In response, 2017 Allard Prize keynote speaker Glenn Greenwald said in his keynote address that while the Operation Car Wash Task Force had made some mistakes, powerful investigative work often creates controversy and enemies. In a post-award open discussion at the Allard School of Law, opponents confronted the Task Force's lead prosecutor Deltan Dallagnol with their criticisms, who responded during a recorded video session.

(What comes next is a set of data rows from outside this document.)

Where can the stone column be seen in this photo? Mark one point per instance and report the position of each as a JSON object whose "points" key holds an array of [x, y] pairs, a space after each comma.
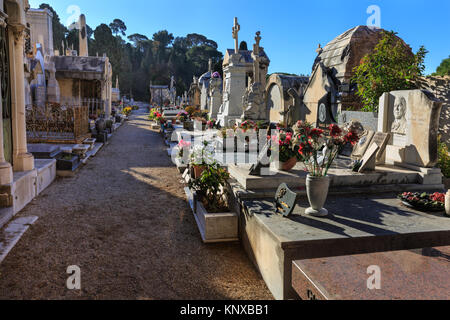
{"points": [[6, 174], [23, 161]]}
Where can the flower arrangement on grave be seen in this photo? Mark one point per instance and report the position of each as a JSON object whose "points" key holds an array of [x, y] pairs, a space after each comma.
{"points": [[183, 147], [160, 118], [210, 188], [182, 116], [423, 201], [285, 149], [152, 115], [311, 141], [191, 111], [318, 152], [127, 111], [210, 124], [201, 156]]}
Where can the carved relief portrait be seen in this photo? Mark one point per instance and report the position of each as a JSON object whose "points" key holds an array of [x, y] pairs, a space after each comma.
{"points": [[399, 125]]}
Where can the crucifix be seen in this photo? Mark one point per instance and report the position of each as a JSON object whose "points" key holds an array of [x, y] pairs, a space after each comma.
{"points": [[256, 58], [236, 29]]}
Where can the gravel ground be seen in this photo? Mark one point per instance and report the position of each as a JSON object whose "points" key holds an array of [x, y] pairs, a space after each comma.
{"points": [[125, 222]]}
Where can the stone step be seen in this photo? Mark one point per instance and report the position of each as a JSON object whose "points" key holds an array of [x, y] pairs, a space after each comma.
{"points": [[12, 233]]}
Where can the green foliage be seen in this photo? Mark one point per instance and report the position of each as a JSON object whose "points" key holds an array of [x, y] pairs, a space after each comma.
{"points": [[209, 187], [138, 60], [59, 30], [391, 66], [444, 68], [444, 159]]}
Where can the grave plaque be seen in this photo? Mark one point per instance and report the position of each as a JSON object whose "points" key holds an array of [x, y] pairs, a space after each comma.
{"points": [[324, 113], [369, 159], [381, 139], [361, 147], [263, 160], [285, 200]]}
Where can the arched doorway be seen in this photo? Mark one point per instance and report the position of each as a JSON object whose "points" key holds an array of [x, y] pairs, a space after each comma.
{"points": [[5, 90], [275, 104]]}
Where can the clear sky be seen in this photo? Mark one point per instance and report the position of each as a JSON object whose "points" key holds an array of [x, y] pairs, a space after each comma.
{"points": [[291, 29]]}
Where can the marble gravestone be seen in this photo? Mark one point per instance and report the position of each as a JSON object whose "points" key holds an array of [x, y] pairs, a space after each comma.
{"points": [[369, 159], [411, 117], [363, 144]]}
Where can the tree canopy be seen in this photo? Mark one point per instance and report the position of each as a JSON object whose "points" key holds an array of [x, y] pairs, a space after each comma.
{"points": [[444, 68], [391, 66], [138, 60]]}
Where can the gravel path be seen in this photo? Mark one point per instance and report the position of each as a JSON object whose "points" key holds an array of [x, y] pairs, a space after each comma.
{"points": [[125, 222]]}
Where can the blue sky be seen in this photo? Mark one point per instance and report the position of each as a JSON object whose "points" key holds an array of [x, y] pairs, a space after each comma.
{"points": [[291, 29]]}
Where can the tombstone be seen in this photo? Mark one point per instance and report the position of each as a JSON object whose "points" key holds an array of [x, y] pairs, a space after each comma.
{"points": [[361, 147], [254, 99], [411, 117], [369, 159], [83, 37], [285, 200], [215, 93]]}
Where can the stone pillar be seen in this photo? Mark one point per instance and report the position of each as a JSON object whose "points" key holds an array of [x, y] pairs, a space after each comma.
{"points": [[83, 37], [23, 161], [6, 174]]}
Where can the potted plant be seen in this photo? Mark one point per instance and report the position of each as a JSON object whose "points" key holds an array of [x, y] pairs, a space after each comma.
{"points": [[283, 148], [182, 116], [310, 142], [214, 218], [201, 157], [423, 201], [209, 187]]}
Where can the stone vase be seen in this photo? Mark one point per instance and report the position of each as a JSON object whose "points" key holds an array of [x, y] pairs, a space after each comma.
{"points": [[288, 165], [447, 203], [198, 171], [317, 189]]}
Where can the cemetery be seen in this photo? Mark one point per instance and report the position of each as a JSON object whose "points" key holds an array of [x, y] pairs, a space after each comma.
{"points": [[315, 178], [280, 149]]}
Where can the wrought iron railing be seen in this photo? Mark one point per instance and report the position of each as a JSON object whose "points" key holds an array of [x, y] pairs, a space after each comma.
{"points": [[57, 122]]}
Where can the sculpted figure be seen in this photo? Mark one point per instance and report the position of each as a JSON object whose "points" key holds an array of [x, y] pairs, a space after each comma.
{"points": [[399, 125]]}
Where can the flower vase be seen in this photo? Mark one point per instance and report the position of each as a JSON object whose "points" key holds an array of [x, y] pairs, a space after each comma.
{"points": [[317, 189], [288, 165], [198, 171], [447, 203]]}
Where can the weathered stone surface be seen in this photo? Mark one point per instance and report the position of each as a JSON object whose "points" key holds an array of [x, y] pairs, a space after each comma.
{"points": [[420, 274], [412, 117], [357, 225], [440, 87], [283, 103]]}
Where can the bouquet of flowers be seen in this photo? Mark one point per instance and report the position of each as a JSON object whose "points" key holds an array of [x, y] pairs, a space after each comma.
{"points": [[423, 201], [183, 146], [153, 113], [183, 116], [159, 118], [282, 144], [309, 141]]}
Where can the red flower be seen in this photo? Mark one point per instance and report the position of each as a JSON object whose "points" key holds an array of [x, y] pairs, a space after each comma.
{"points": [[316, 133], [351, 137], [335, 131]]}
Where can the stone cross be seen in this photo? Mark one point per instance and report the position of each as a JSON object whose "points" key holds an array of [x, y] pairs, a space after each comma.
{"points": [[236, 29], [258, 40], [256, 58], [319, 49]]}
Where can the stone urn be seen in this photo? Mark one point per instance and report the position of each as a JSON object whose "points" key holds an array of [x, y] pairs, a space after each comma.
{"points": [[447, 203], [317, 189], [198, 171], [288, 165]]}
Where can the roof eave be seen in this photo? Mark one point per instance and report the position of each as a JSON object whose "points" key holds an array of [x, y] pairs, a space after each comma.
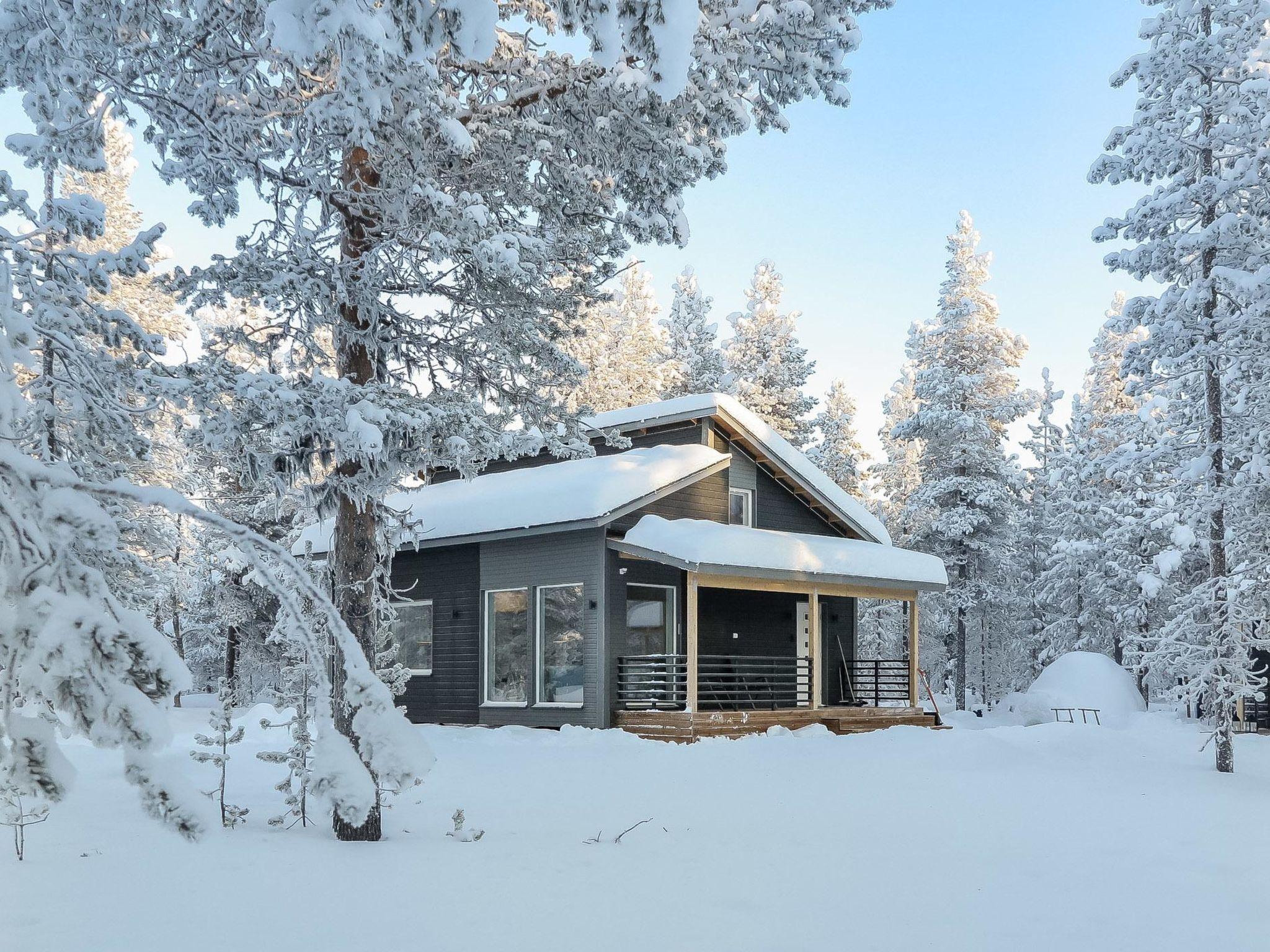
{"points": [[573, 524], [713, 409], [774, 574]]}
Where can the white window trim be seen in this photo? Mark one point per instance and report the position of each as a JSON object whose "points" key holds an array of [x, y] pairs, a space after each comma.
{"points": [[672, 604], [750, 503], [484, 648], [422, 672], [541, 655]]}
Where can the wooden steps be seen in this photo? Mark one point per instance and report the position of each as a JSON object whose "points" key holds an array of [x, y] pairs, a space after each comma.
{"points": [[683, 728]]}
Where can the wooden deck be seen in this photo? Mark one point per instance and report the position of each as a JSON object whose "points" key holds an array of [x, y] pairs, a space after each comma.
{"points": [[683, 726]]}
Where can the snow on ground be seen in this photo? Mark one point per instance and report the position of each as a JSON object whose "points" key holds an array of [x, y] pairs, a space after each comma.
{"points": [[1057, 837]]}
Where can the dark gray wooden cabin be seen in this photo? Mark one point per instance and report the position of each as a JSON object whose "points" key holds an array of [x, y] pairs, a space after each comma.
{"points": [[703, 582]]}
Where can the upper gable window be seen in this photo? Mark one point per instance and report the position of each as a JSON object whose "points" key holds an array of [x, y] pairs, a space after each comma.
{"points": [[741, 507]]}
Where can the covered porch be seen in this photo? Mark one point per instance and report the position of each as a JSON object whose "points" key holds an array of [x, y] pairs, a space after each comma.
{"points": [[771, 643]]}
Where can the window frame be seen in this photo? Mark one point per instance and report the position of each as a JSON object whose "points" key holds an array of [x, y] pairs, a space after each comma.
{"points": [[397, 606], [541, 654], [484, 646], [748, 495], [672, 610]]}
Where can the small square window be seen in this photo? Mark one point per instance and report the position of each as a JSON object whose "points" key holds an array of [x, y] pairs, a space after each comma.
{"points": [[741, 507], [413, 633]]}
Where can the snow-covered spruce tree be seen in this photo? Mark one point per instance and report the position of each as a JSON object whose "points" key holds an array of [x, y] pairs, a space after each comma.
{"points": [[223, 736], [765, 362], [895, 478], [967, 394], [1198, 139], [838, 452], [446, 190], [148, 579], [620, 346], [1039, 519], [295, 699], [694, 362], [1073, 558], [74, 372], [1137, 507]]}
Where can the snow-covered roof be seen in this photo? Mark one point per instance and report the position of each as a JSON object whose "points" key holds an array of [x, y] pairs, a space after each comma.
{"points": [[790, 460], [718, 549], [569, 494]]}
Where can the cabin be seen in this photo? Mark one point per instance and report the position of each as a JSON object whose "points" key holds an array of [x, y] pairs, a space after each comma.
{"points": [[703, 582]]}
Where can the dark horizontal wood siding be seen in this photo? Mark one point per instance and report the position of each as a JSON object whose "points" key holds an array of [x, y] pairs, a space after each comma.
{"points": [[776, 508], [763, 622], [838, 633], [450, 576]]}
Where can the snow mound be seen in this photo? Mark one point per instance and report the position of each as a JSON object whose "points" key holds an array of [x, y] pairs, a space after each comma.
{"points": [[1077, 679]]}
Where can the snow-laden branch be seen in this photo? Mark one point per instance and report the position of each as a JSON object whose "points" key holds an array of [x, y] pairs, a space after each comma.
{"points": [[397, 754]]}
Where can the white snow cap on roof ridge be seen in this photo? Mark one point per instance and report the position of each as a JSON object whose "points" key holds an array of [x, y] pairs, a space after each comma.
{"points": [[851, 509], [568, 491], [701, 545]]}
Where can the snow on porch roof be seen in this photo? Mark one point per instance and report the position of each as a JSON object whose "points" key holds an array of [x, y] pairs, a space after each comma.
{"points": [[573, 493], [738, 550], [732, 412]]}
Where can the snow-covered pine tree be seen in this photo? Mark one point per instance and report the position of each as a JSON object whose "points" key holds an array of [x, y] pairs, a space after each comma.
{"points": [[73, 372], [838, 452], [73, 375], [223, 736], [768, 367], [1198, 139], [895, 478], [968, 394], [621, 348], [694, 362], [1073, 559], [1137, 499], [446, 191], [1039, 521], [295, 697]]}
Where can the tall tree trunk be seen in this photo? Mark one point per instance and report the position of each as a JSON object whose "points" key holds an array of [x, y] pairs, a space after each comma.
{"points": [[47, 361], [177, 639], [959, 671], [231, 653], [355, 552], [1217, 565]]}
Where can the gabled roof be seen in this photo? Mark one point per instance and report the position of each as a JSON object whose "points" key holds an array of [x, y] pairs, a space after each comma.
{"points": [[717, 549], [770, 448], [573, 494]]}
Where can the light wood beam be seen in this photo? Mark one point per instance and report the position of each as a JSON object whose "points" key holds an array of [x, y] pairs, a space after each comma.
{"points": [[912, 653], [691, 639], [813, 643]]}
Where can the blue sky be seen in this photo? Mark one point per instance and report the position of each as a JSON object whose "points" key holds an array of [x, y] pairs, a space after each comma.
{"points": [[992, 106]]}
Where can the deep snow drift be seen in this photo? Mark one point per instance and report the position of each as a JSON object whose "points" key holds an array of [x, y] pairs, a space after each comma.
{"points": [[1078, 679], [1060, 837]]}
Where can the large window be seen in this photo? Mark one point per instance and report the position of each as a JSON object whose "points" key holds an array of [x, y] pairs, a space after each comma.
{"points": [[412, 631], [561, 626], [507, 646], [649, 620]]}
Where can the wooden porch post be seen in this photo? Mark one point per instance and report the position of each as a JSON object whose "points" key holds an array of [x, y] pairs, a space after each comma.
{"points": [[813, 644], [912, 653], [691, 638]]}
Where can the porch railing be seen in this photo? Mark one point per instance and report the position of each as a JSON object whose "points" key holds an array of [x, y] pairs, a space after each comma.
{"points": [[724, 682], [876, 682], [653, 682]]}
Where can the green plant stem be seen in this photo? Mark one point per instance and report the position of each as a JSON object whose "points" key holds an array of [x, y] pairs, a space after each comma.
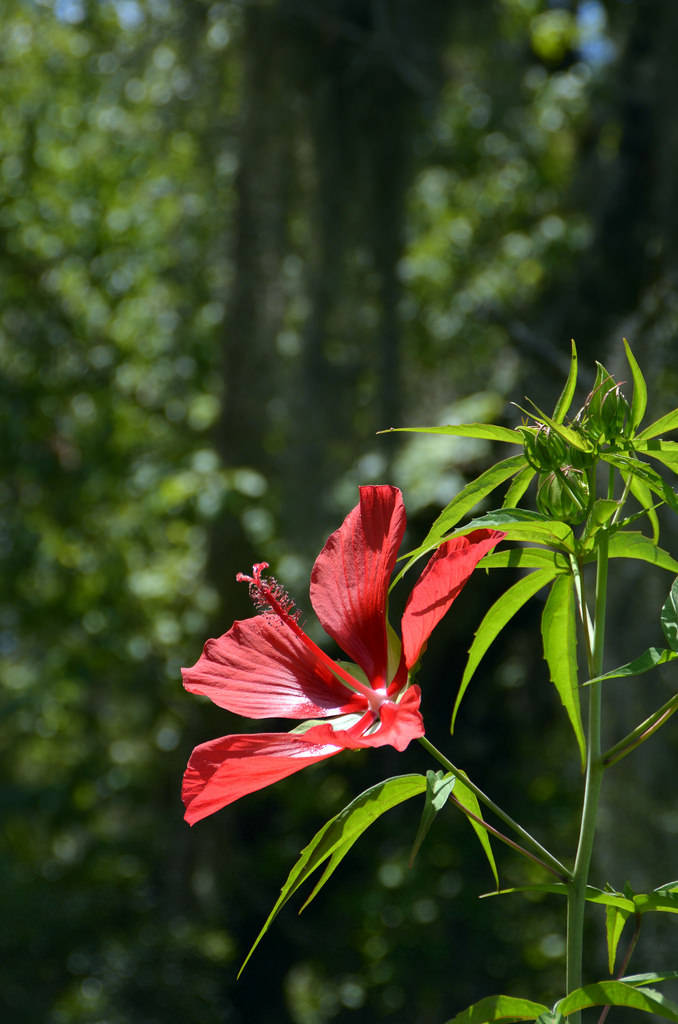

=== Allegation of Third World Bias ===
Shortly after the 2017 Allard Prize finalists were announced, journalist Russell Mokhiber noted in an article published in Corporate Crime Reporter that the Allard Prize has "a bias in favour of anti-corruption fighters in the Third World" rather than selecting nominees from Western developed countries. Mokhiber speculated that the bias might be due to a heavy representation of corporate lawyers, World Bank and Asian Development Bank personnel on the selection and advisory committees. In an interview with Mokhiber, Allard Prize Executive Director Nicole Barrett acknowledged that none of the previous finalists have been from North America. Noting that the majority of nominees are from the developing world, she said that the Allard Prize may consider developing a formal requirement of geographical balance to address this concern.

== Photography and video competitions ==
The Allard Prize Committee also adjudicates the bi-annual Allard Photography Competition and the Allard Video Competition. Both competitions align with the ideals of the Allard Prize of combating corruption and protecting human rights.

In November 2018, one of the winners of the Photography Competition was Darrin Zammit Lupi whose winning photograph titled Justice for Daphne showed a vigil and protest calling for justice in the case of Maltese journalist Daphne Caruana Galizia who was murdered in 2017. Caruana Galizia was awarded the Allard Prize posthumously in 2020.